The second question asks students what information is needed to prove the two triangles are congruent. There are multiple answers to this question. For example, side BC would have to be congruent to side EF or angle BAC would need to be congruent to angle EDF. In general, students will answer this question depending on what they recall from a previous lesson on triangle congruence. The answer to the final question on the Do Now depends on how students answer question two.
When we go over the answers, I plan to call on a student who wrote that the triangles will be congruent based on the side-side-side postulate. I have been looking for a "volunteer" as I circulated observing students work. After the student presents, I will ask if there is another way to prove the two triangles are congruent.
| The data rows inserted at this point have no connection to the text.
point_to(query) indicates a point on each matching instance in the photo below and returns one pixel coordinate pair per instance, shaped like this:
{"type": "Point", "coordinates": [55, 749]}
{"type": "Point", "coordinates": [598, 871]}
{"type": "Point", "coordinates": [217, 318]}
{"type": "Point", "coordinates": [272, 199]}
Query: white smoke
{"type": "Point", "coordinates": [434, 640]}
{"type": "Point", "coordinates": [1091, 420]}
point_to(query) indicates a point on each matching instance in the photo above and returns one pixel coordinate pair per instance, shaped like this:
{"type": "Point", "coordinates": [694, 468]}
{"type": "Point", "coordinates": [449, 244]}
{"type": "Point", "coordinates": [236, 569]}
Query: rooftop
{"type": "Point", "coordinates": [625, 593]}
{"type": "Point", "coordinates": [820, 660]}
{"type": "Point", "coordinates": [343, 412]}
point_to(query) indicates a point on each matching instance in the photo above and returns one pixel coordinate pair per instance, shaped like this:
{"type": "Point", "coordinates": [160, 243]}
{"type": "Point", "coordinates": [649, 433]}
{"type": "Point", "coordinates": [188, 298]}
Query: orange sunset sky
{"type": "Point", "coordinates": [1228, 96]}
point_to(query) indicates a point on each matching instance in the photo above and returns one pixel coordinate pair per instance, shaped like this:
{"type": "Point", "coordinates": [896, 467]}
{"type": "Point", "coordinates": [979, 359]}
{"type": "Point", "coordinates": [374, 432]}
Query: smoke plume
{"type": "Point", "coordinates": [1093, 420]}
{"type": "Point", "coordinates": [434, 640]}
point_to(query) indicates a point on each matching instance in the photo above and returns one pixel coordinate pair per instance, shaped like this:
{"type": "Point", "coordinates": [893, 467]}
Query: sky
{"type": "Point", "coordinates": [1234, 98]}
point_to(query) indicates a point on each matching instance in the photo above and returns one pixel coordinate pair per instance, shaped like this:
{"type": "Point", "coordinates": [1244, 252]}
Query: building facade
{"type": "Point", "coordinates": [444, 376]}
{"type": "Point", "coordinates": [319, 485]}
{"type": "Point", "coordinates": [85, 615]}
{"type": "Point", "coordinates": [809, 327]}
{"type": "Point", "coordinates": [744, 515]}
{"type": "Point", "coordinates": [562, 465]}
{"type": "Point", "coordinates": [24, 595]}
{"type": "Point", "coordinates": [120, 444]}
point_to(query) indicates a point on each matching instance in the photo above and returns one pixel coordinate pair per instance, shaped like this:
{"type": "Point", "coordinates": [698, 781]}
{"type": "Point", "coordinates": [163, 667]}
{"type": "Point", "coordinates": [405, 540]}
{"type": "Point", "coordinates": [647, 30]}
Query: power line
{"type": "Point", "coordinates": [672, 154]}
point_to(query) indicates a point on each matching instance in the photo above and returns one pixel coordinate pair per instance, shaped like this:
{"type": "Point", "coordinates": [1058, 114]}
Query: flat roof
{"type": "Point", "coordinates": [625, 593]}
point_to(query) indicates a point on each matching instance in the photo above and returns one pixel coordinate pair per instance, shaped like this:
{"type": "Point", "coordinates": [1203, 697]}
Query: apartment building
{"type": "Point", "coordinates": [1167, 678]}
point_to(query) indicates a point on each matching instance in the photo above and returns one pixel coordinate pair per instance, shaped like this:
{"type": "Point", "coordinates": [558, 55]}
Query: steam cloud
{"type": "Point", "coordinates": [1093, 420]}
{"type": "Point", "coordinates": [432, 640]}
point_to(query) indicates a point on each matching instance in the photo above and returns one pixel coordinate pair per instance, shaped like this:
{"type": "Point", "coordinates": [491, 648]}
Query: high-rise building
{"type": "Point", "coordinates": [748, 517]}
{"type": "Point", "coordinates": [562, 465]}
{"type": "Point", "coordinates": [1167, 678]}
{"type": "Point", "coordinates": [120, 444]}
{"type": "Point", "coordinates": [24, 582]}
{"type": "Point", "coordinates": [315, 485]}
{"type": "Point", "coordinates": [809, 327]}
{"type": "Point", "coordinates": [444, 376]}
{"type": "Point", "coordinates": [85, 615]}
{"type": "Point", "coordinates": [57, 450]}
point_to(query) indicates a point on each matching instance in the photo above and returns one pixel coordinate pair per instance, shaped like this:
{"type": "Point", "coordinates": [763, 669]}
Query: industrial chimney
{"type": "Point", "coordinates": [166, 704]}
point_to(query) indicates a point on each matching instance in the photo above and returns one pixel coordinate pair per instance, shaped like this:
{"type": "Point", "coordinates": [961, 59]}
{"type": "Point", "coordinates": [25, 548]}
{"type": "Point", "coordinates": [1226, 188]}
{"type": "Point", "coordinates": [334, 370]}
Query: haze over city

Some students will remember the side-angle-side postulate, which we looked at briefly in an earlier lesson. If none of the students recall this postulate, I have them look back to the graphic organizer they created in the lesson on triangle congruence. This discussion leads us into a more in depth investigation in the Mini-Lesson.
The key concept we review in the Mini-Lesson is the term “included angle.” This terminology is often new to the students and they sometimes have difficulty identifying the included angle. We practice identifying the included angle between two sides in the triangles from the Do Now.
I ask students to identify the included angle between sides AB and AC. Then they are asked to identify the included angle between sides ED and FD. If two sides and the included angle of one triangle are congruent to two sides and the included angle of another triangle, then the triangles are congruent. Conversly, if two triangles are congruent, then the two sides and the included angle of one triangle are congruent to two sides and the included angle of the other triangle. Using this statement, I have the students list other pairs of congruent sides and angles that can be used to prove the two triangles from the Do Now are congruent. In the activity section, students practice writing proofs involving the angle-side-angle postulate.
In the Activity, students work independently to write two column proofs involving the side-angle-side postulate. I have the students take the first few minutes to look at the given statements and label the information on the diagrams. Then they brainstorm about what information they will need to write the proof. They use information explored in previous lessons to write the proofs.
At this point in the unit, students should be able to work on their own to write the proofs. If students have difficulty on their own, I pair up two students to help each other.
After about 20 minutes, I call on a student to present his or her proof. We critique the student’s reasoning and fix any misconceptions or errors. Sometimes students skip steps when writing proofs. Depending on the level of the class or the students, I accept different answers when necessary. I have provided some examples of Student Work.
At the end of the lesson, students complete an Exit Ticket, which contains a proof involving SAS. Students can write a paragraph proof or a two-column proof. They work independently and I collect the exit ticket to see how students are doing with proofs. This exit ticket can be used as a formative assessment, which is ungraded or as a quiz that counts towards their class grade.